Python: kill or terminate subprocess when timeout
signal.alarm replacement in Windows [Python]
Ok I tried an answer I received, it works.. but how can I use it if I remove the if __name__ == "__main__": statement? When I remove this statement, the loop never ends as it did before..
import multiprocessing
import Queue
import time
def infinite_loop_function(bob):
var = bob
start = time.time()
while True:
time.sleep(1)
print time.time()-start
print 'this statement will never print'
def wrapper(queue, bob):
result = infinite_loop_function(bob)
queue.put(result)
queue.close()
#if __name__ == "__main__":
queue = multiprocessing.Queue(1) # Maximum size is 1
proc = multiprocessing.Process(target=wrapper, args=(queue, 'var'))
proc.start()
# Wait for TIMEOUT seconds
try:
timeout = 10
result = queue.get(True, timeout)
except Queue.Empty:
# Deal with lack of data somehow
result = None
finally:
proc.terminate()
print 'running other code, now that that infinite loop has been defeated!'
print 'bla bla bla'
x = raw_input('done')
Use the building blocks in the multiprocessing module:
import multiprocessing
import Queue
TIMEOUT = 5
def big_loop(bob):
import time
time.sleep(4)
return bob*2
def wrapper(queue, bob):
result = big_loop(bob)
queue.put(result)
queue.close()
def run_loop_with_timeout():
bob = 21 # Whatever sensible value you need
queue = multiprocessing.Queue(1) # Maximum size is 1
proc = multiprocessing.Process(target=wrapper, args=(queue, bob))
proc.start()
# Wait for TIMEOUT seconds
try:
result = queue.get(True, TIMEOUT)
except Queue.Empty:
# Deal with lack of data somehow
result = None
finally:
proc.terminate()
# Process data here, not in try block above, otherwise your process keeps running
print result
if __name__ == "__main__":
run_loop_with_timeout()
You could also accomplish this with a Pipe/Connection pair, but I'm not familiar with their API. Change the sleep time or TIMEOUT to check the behaviour for either case.
There is no straightforward way to kill a function after a certain amount of time without running the function in a separate process.
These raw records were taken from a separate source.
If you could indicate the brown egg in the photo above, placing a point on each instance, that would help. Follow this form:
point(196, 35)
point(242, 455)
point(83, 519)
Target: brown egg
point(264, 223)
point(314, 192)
A better approach would probably be to rewrite the function so that it returns after a specified time:
import time
def big_loop(bob, timeout):
x = bob
start = time.time()
end = start + timeout
while time.time() < end:
print time.time() - start
# Do more stuff here as needed
Can't you just return from the loop?
start = time.time()
endt = start + 30
while True:
now = time.time()
if now > endt:
return
else:
print end - start
import os,signal,time
cpid = os.fork()
if cpid == 0:
while True:
# do stuff
else:
time.sleep(10)
os.kill(cpid, signal.SIGKILL)
You can also check in the loop of a thread for an event, which is more portable and flexible as it allows other reactions than brute killing. However, this approach fails if # do stuff can take time (or even wait forever on some event).